Culture Shock dalam istilah psikologis menggambarkan perasaan yang muncul ketika seseorang tengah dihadapkan oleh kondisi lingkungan sosial baru yang berbeda dari diri lamanya. Perasaan yang muncul meliputi perasaan tidak berdaya, rasa takut, gelisah, menarik diri dari lingkungan sosial maupun keluarga, merendahkan diri, merasa diri tak berharga dan ketidakmampuan mengatasi tututan lingkungan, sehingga hal tersebut bisa mempengaruhi pola kehidupan individu. Seperti gangguan pola makan, gangguan tidur, sulit berkonsentrasi, menyendiri, dan mengalami stress yang berkepanjangan.

Hal tersebut terjadi pada saya sebagai mahasiswa student exchange yang berada di Universiti Kebangsaan Malaysia (UKM). Akan tetapi culture shock yang saya alami tidak begitu extreme dan tidak sampai menyerang kesehatan mental. Beberapa culture shock yang saya alami masih terbilang normal bagi mahasiswa yang juga baru berpindah ke negara lain.

Pada awal kedatangan banyak sekali hal-hal baru yang membuat saya shock, yang paling terlihat adalah perbedaan nilai mata uang yang terpaut jauh dengan Indonesia. 1 RM (Ringgit Malaysia) kurang lebih setara dengan Rp. 3500. Harga makanan satu porsi di kantin universiti jika di samakan dengan kantin kampus di Indonesia tidak jauh berbeda. Berbeda lagi jika saya membeli makanan di luar universiti harganya bisa duakali lipat harga kantin. Untuk bertahan hidup seperti makan dan membeli kebutuhan lainnya sebisa mungkin saya membeli keperluan yang memang betul-betul diperlukan dan belajar berhemat.

Selain itu life style (gaya hidup) Gaya hidup adalah konsep yang lebih baru dan lebih mudah terukur dibandingkan kepribadian dan didefinisikan sebagai pola di mana orang hidup dan menggunakan uang dan waktunya. Gaya Hidup mahasiswa UKM jauh berbeda dengan yang biasanya saya lihat di Indonesia. Gaya hidup mahasiswa disini lebih mewah banyak yang menggunakan kendaraan pribadi seperti mobil. Beberapa parkiran fakultas bahkan di sebelah jalan raya ketika jam kuliah efektif parkiran mobil membludak dibandingkan parkiran motor yang kosong melompong.

Meskipun gaya hidup mahasiswa disini lebih mewah tetapi untuk masalah mengatur waktu sangat baik. Karena selain kesibukan perkuliahan di kampus banyak kegiatan yang diadakan setelah kegiatan perkuliahan seperti sukan (olahraga) dan kegiatan kursus lainnya. Mahasiswa disini sangat aktif mengikuti berbagai kegiatan tanpa meninggalkan kewajiban belajar dan selalu tepat waktu mengumpulkan tugas.

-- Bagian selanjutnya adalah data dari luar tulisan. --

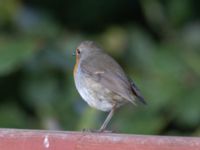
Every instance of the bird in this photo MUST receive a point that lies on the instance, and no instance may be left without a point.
(101, 81)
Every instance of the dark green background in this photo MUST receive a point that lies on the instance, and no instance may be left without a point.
(157, 42)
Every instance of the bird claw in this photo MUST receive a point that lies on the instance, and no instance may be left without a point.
(96, 131)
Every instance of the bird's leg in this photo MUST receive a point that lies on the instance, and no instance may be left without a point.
(108, 118)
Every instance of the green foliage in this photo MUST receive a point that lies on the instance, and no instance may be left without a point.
(161, 53)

Perbedaan bahasa terkadang membuat saya berpikir keras, karena walaupun Indonesia dan Malaysia memiliki persamaan suku dan bahasa melayu akan tetapi banyak perkataan yang berbeda antara keduanya. Contohnya: Boleh (Malaysia) = Bisa (Indonesia), Jabatan (Malaysia) = Kantor (Indonesia). Sehingga ketika saya melakukan komunikasi dengan beberapa teman mahasiswa asal sini kami perlu mencerna lebih lama tentang apa yang di ucapkan.

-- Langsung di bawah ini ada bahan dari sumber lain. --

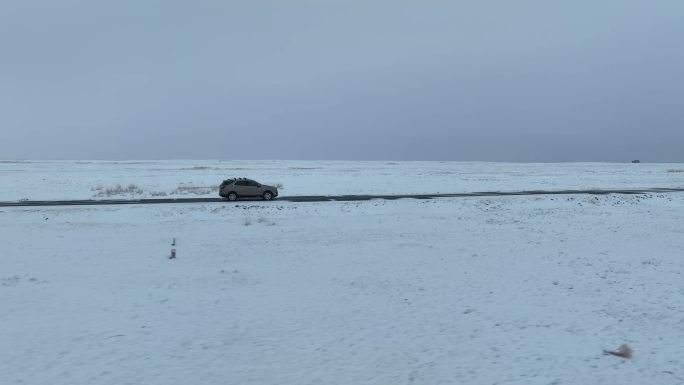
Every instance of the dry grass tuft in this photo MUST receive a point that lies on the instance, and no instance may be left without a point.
(119, 190)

Menurut beberapa konselor ada beberapa cara untuk mengatasi culture shock, yakni:

  1. Tetap Berusaha Untuk Berpikiran Terbuka
  2. Mulai Membangun Relasi atau Pertemanan
  3. Tidak Malu Untuk Bertanya
  4. Mengeksplorasi Lingkungan Sekitar Kampus
  5. Hindari Untuk Membandingkan Suatu Hal
  6. Mencari Cara dalam Menghilangkan Stress

Untuk mengatasi beberapa culture shock yang terjadi pada diri saya. Mengatasi hal tersebut saya telah melakukan penyesuaian diri dengan lingkungan baru yang sangat berbeda di negara asal. Selain itu membangun relasi juga menjadi keharusan supaya dapat berkomunikasi lebih aktif dengan lingkungan sekitar dan tentunya aktif dalam beberapa kegiatan kebudayaan supaya lebih mengenal kebudayaan negara Malaysia.

Life happens. Adapt. Embrace change, and make the most everything that comes your way” (Nick Jonas).

Penulis: Vivin Amiroh (mahasiswa student exchange di UKM Malaysia Prodi Ilmu Hadis semester 6)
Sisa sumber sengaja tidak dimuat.